Ces facteurs de risque de démence sont extrêmement faibles parmi les populations Tsimane et Moseten. Des recherches antérieures publiées dans The Lancet ont montré que les Tsimane ont un cœur extraordinairement sain à un âge avancé et la plus faible prévalence d’athérosclérose coronarienne (une maladie qui se manifeste par des dépôts graisseux dans les artères) de toutes les populations connues dans le monde. science. Cette distinction peut être liée à leur mode de vie de subsistance.

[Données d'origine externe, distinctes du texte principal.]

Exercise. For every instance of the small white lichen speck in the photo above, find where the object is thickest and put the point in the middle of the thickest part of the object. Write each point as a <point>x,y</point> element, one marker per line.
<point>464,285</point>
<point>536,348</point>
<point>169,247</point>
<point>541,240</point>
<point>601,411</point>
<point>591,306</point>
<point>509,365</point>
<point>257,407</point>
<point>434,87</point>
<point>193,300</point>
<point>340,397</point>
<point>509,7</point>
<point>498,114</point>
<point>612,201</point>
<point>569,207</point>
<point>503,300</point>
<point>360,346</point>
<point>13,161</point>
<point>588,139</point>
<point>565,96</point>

"Le fait que certaines populations autochtones, comme en Australie, présentent des taux élevés de démence, alors que nous affichons des taux très faibles en Amazonie bolivienne", a déclaré Gurven, "suggère que lorsque les modes de vie changent radicalement, les populations autochtones peuvent être en danger. un risque encore plus grand de démence et d’autres fléaux modernes que leurs voisins non autochtones.

D’autres études publiées en 2021 ont montré que les Tsimane et les Moseten présentent une fibrillation auriculaire minime, un autre indicateur d’un cœur sain, et moins d’atrophie cérébrale(link is external) que leurs pairs américains et européens.

Les chercheurs affirment que contrairement aux Tsimane, les facteurs liés au mode de vie dans les pays à revenu élevé, notamment un mode de vie sédentaire, une alimentation riche en sucres et en graisses et une régulation altérée du système immunitaire en raison d’une exposition réduite à différents types de parasites, contribuent aux maladies cardiaques et peuvent également accélérer vieillissement cérébral.

Une course aux solutions contre la maladie d’Alzheimer

Le vieillissement est le facteur de risque connu le plus important de la maladie d’Alzheimer et d’autres démences. Des preuves convergentes indiquent qu’un faible niveau d’éducation formelle, l’hypertension et le diabète à la quarantaine, les maladies cardiovasculaires, l’inactivité physique et, plus récemment, la pollution de l’air sont les principaux facteurs de risque modifiables de démence et de maladie d’Alzheimer. Alzheimer.

Le vieillissement de la population mondiale, associé à la prolifération de ces facteurs de risque modifiables, entraînera un triplement du nombre de personnes atteintes de démence dans le monde d’ici 2050, pour atteindre plus de 152 millions , selon les estimations.

"Nous sommes dans une course pour trouver des solutions à la prévalence croissante de la maladie d’Alzheimer et des démences associées", a déclaré Hillard Kaplan, co-auteur principal et professeur d’économie de la santé et d’anthropologie à l’Université Chapman et codirecteur du THLHP. "L’examen de ces diverses populations augmente et accélère notre compréhension de ces maladies pour aider à générer de nouvelles connaissances."

L’équipe internationale revisite actuellement les villages de Tsimane et Moseten pour assurer le suivi de ceux qui ont déjà été testés et rechercher de nouveaux cas. « Nous étudions également si Tsimane et Moseten disposent d’une protection génétique contre le vieillissement cognitif. "Nous essayons également de mieux comprendre comment les processus vasculaires et infectieux peuvent contribuer à la calcification intracrânienne qui, étonnamment, était si courante chez la plupart des adultes."

"Malgré ces facteurs de risque et d’autres, le fait que la démence soit rare chez les Tsimane et chez les Moseten, plus acculturés, suggère qu’un mode de vie sain et actif peut réellement faire la différence."